Mosteiro das Sete Formas, 10 de Kuthona de 4592 AR (parte I)


Desde que Yudarh se oferecera para o ensinar que, dia sim, dia não, Ayalal passava duas horas diárias com o tiefling. Lysa, tendo uma série de tarefas no orfanato, era incapaz de estar presente na maior parte das aulas, por isso o rapaz subia sozinho até à casa do mestre. Yudarh não era propriamente um professor paciente, no entanto Ay era um aluno sossegado e isso, em parte, complementava cada uma das personalidades. Em adição, o rapaz aprendia depressa e era subtilmente curioso – expunha as suas dúvidas e curiosidades, sem insistir demasiado, e conseguia perceber pela expressão do mestre quando estava a pisar terreno perigoso.

– O pendente em forma de espada… – Ayalal estava sentado à mesa e segurava um pedaço de carvão com o qual desenhava duas letras do alfabeto repetidamente. Não olhava para o Yudarh enquanto falava. – O que é?

Sentado ao lado dele, o meio-demónio amparava um livro fino sobre o colo. Era o que normalmente o ocupava enquanto o pequeno praticava os seus exercícios de escrita. Escrito de forma diferente do normal, o mestre dissera-lhe que era de poesia.

– É um símbolo sagrado. Alguma da magia que pratico é de inspiração divina, por isso preciso do símbolo da divindade a quem presto a minha veneração – explicou Yudarh, lançando-lhe uma mirada. – Não imaginei que ainda te lembrasses dele.

Ayalal sorriu um pouco. Lembrava-se perfeitamente do feitiço que o meio-demónio usara meses atrás, e da forma como o pendente parecera brilhar dentro da mão cerrada de Yudarh.

– Então… é uma espécie de clérigo? Curou aquela gente toda no orfanato – notou.

Não obteve uma resposta imediata. O rapaz hesitou numa das letras, pensando para si se seria altura de mudar de assunto.

– Mais ou menos. Sou um bocadinho mais sombrio do que isso – respondeu, a voz baixando de tom. – Sou, ou era, um inquisidor, alguém que persegue os inimigos da sua fé.

Houve um novo silêncio, em que Yudarh pareceu pensar em algo mais e Ayalal retomou a escrita. O mestre conseguia perceber o cuidado que o aluno tinha para não cometer qualquer erro.

– Então… matava pessoas que não acreditavam na sua fé? – acabou o pequeno por perguntar.
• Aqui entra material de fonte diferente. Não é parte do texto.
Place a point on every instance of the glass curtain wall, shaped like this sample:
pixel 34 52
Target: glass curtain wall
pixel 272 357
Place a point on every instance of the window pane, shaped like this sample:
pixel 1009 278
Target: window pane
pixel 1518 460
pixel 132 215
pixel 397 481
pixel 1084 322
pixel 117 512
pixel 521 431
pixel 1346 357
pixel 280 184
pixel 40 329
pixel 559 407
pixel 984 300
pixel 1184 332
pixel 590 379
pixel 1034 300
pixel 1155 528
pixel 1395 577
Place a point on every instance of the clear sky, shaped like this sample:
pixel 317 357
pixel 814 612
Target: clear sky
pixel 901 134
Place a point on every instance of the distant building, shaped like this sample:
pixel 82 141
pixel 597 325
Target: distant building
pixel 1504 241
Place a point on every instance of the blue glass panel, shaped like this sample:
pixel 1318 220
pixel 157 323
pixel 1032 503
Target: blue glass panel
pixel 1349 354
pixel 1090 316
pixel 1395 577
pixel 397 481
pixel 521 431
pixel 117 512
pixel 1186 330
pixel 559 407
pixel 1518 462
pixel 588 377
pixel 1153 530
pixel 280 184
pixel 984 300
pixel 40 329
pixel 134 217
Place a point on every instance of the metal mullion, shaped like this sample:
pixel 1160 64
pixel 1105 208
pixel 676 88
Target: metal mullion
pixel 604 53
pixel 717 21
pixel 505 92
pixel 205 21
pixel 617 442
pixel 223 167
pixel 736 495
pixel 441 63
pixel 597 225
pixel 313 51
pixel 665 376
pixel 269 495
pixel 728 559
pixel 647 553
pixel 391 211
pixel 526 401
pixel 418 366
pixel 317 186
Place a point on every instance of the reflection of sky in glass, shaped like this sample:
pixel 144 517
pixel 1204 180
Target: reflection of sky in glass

– Não. Só os que eram inimigos dela, e nem sempre os matava – respondeu Yudarh, voltando a baixar a atenção para o livro. – A entidade divina que venero chama-se Iomedae, é uma semi-deusa e Arauto do deus Aroden.

Ay voltou a parar de escrever, desta vez erguendo o olhar, curioso por saber mais.

– Como é ela?

A questão arrancou uma pequena risada ao tiefling.

– Não é como se eu a conhecesse pessoalmente, mas Iomedae era uma feroz combatente contra as forças do mal, uma defensora da justiça, do valor, da honra e do bem – disse, passando uma mão pela lombada do livro. – É uma divindade inspiradora.

O pequeno fez um aceno, apoiando o rosto numa mão, enquanto pensava no assunto.

– Isso faz com que o mestre mate seres maus – notou. – Para proteger pessoas. É o que faz aqui na cidade, não é? É por isso que nenhum monstro chegou até aqui, porque o mestre luta contra eles. É um herói mas ninguém sabe. É injusto.

Yudarh fechou o livro, esticou o braço e bateu com ele ao de leve na cabeça do seu aluno.

– Seria injusto se eles soubessem o que se passa, mas não sabem, nem devem saber, para manterem a preocupação distante dos seus corações. Que se preocupem somente com ladrões e assaltantes e deixem os monstros para os pesadelos nocturnos. Por vezes a ignorância pode ser uma bênção. Para além disso – acrescentou, tirando o livro de cima da cabeça de Ayalal –, eu não quero esse reconhecimento, não sou herói nenhum. Faço o que consigo e posso com os poderes que tenho, nada mais.

– E com a ajuda do seu bastão. – Ay lançou um relance à arma mágica com as suas estranhas inscrições a negro, encostada à estante. Pelo canto do olho, conseguiu aperceber-se de que o mestre soltara um suspiro silencioso. Perscrutou-o com mais atenção. Seria tristeza que o seu olhar vermelho reflectia?

O rapaz pressentiu que havia ali uma história por contar, mas não se sentiu no direito de insistir. Regressou ao seu pergaminho, em parte arrependido por ter falado do bastão, em parte curioso por o que se esconderia naquele suspiro. Tentaria perguntar a Lysa, talvez a amiga soubesse.